Petitioner has at least four times filed petitions contesting respondent's disallowance of deductions that he claimed. The issues before the Court for those years were mostly whether specific deductions were allowable. In this case, respondent tries to sweep the stage of all his deductions by denying that petitioner's playwriting is a trade or business.

The parties were unable to negotiate a very extensive stipulation, and petitioner arrived at trial with an abundance of documentation for his 1997 expenditures. This threatened to force the Court into an item-by-item examination.12 To make review more efficient, the parties were ordered to file a supplemental stipulation.

Even with an extension, it became clear that the parties would be unable to agree, *75 so petitioner was ordered to file a supplemental statement of facts organizing and explaining his claimed expenses by category. Respondent was then ordered to file comments.

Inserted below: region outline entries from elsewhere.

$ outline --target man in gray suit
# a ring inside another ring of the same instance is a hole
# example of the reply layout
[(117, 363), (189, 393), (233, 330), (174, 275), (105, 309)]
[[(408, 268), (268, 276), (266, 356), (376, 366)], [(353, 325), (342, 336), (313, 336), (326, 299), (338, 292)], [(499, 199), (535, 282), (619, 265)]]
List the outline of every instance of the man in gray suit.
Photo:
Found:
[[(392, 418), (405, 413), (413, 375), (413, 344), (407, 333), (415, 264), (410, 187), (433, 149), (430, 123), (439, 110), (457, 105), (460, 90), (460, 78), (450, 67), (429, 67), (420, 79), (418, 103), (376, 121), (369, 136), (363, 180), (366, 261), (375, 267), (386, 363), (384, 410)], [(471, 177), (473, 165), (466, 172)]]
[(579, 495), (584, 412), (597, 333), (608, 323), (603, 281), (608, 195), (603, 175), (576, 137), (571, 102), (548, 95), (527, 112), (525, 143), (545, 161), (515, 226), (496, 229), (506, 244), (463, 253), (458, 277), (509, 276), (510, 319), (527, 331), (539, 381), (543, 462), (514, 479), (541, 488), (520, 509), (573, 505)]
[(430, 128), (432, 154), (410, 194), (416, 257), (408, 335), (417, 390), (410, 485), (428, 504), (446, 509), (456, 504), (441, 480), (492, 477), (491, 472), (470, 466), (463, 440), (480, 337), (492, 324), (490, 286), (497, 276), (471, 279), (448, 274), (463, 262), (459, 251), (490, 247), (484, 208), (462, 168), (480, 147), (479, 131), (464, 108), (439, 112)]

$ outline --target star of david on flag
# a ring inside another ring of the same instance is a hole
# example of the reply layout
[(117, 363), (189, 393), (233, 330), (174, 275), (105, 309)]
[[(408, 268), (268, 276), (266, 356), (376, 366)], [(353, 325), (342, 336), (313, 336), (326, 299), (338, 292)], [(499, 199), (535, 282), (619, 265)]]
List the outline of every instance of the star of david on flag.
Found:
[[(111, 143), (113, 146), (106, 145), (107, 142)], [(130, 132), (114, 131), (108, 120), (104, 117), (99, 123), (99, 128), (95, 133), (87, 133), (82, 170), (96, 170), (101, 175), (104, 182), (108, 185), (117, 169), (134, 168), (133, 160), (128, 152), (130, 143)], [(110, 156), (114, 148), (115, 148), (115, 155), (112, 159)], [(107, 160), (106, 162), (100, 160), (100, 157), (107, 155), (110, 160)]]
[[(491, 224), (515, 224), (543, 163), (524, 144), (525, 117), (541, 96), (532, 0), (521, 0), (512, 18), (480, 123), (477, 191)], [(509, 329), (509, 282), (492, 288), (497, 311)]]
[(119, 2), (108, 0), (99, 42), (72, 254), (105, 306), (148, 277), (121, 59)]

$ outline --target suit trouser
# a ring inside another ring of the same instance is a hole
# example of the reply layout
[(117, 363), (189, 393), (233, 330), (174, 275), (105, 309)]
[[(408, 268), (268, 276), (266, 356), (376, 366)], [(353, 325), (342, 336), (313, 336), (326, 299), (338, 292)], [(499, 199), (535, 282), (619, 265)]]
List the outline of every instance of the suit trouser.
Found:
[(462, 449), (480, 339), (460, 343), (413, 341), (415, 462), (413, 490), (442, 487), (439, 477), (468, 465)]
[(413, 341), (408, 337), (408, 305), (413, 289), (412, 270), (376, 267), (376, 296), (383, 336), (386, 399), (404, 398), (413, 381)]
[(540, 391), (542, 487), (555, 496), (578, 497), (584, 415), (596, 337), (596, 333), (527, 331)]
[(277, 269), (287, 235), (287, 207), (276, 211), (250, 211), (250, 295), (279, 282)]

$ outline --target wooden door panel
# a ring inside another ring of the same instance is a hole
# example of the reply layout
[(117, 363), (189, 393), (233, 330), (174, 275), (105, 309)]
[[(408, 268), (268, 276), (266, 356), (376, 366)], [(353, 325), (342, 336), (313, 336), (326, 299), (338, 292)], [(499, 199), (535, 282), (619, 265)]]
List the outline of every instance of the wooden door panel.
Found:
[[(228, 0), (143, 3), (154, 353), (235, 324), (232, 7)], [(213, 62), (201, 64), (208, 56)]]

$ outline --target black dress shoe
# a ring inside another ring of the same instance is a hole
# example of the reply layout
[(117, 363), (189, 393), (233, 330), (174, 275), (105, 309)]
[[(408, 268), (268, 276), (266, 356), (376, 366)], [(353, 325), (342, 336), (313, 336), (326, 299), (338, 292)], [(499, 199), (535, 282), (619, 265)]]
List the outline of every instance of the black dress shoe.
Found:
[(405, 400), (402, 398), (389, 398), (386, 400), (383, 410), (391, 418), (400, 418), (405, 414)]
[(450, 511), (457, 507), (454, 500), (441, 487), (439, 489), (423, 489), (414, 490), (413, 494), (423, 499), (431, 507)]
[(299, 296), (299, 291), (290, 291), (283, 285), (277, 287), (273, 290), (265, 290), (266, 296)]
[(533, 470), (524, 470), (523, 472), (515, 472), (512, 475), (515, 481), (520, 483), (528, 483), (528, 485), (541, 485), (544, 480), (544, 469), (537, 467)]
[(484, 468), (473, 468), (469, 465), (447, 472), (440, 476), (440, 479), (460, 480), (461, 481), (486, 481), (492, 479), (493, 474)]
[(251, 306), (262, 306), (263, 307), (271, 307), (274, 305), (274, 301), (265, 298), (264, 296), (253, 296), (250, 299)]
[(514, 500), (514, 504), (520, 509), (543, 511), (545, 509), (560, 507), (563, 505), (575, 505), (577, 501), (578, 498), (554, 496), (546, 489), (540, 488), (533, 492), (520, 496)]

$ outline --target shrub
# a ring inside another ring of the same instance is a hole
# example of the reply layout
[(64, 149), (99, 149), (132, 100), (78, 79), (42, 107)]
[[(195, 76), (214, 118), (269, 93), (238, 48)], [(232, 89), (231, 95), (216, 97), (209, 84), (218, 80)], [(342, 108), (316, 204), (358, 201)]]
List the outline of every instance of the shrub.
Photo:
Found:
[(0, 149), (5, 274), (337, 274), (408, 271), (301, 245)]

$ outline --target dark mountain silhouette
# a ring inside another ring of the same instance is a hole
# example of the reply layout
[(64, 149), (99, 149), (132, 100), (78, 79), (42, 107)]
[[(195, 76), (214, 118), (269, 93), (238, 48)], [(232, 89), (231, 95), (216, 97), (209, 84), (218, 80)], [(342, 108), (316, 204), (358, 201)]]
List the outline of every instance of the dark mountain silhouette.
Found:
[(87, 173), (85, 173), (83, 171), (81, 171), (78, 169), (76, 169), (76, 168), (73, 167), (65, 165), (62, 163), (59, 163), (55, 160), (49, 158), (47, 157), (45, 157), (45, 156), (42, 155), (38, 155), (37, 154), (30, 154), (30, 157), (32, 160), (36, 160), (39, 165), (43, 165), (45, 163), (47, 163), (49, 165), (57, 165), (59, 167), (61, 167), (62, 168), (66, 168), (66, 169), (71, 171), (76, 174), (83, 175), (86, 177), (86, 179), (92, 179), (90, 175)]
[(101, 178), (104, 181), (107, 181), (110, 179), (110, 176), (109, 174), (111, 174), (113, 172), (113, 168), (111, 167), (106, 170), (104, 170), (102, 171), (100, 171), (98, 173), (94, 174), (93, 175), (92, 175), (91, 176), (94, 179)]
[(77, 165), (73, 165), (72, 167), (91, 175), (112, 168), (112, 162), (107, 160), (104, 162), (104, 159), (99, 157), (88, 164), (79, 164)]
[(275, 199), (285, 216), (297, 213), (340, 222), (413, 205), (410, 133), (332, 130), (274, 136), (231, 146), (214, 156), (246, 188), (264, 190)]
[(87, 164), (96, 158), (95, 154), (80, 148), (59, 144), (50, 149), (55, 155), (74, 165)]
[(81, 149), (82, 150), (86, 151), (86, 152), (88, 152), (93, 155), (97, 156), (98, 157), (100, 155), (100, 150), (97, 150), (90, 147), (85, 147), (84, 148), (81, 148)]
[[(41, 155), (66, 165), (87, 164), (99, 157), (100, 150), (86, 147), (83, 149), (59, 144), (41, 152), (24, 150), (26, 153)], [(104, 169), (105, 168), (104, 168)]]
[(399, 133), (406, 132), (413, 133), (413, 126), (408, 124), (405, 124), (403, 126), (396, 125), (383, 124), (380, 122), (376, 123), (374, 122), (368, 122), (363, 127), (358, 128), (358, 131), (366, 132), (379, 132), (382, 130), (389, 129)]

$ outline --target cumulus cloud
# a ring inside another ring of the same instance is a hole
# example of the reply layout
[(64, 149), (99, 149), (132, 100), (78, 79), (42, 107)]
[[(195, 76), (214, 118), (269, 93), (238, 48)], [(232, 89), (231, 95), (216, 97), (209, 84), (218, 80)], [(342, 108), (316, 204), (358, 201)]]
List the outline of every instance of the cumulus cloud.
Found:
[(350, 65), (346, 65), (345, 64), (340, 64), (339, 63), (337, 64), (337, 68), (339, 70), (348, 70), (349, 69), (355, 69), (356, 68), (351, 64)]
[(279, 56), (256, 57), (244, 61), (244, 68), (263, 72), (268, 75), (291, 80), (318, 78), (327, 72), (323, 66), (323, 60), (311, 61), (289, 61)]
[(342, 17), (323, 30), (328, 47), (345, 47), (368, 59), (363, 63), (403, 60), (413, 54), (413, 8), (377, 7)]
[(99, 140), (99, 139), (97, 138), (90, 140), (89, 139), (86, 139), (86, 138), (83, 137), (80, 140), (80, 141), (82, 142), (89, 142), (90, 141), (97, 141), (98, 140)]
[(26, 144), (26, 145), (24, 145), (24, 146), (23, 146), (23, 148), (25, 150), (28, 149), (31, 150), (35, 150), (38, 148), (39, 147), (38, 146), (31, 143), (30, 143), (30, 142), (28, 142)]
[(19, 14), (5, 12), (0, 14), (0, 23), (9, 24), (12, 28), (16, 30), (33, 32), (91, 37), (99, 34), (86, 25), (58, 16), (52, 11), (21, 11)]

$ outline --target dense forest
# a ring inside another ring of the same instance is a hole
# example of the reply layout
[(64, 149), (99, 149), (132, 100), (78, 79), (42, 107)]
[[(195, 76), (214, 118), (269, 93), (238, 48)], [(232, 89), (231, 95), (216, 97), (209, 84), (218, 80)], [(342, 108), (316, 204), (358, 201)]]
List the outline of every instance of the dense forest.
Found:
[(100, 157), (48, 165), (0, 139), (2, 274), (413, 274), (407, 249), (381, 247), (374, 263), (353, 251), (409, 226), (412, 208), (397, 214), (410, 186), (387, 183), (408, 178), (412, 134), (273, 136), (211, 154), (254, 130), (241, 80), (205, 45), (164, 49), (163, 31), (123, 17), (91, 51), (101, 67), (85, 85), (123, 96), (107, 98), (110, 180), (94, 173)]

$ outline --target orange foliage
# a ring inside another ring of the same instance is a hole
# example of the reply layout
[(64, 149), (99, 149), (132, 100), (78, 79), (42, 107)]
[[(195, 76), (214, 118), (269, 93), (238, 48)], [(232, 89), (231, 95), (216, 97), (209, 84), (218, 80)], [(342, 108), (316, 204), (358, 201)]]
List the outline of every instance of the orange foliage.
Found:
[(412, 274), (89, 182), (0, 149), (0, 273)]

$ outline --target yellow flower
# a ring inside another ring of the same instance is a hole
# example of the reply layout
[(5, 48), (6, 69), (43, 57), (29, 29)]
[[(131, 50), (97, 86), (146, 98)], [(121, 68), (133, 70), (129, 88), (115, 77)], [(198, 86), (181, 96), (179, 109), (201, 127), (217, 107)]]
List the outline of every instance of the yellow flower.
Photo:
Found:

   We must address three issues:

   1) Was petitioner's playwriting an activity entered into for

   profit?

   2) If it was, did petitioner meet his burden in substantiating

   each expense and its relationship to his playwriting activities

   as required under the Code?

   3) Does petitioner owe an accuracy-related penalty?

           Act II. Discussion

A. Did Petitioner Carry on His Playwriting With a Profit Motive?

Respondent noted in his pretrial memorandum that petitioner is aggressive in claiming deductions:

   Year     Sch. C Receipts    Sch. C Expenses

   ____     _______________    _______________

   1993       $  0.00        $  27,924.00

   1996        0.00         23,353.00

   1997        0.00         24,703.00

   1998        0.00         33,093.00

   1999      *76   0.00         27,128.00

Petitioner argues that this is nothing more than a consequence of the long time it takes many artists to realize a return on their investment of time and money.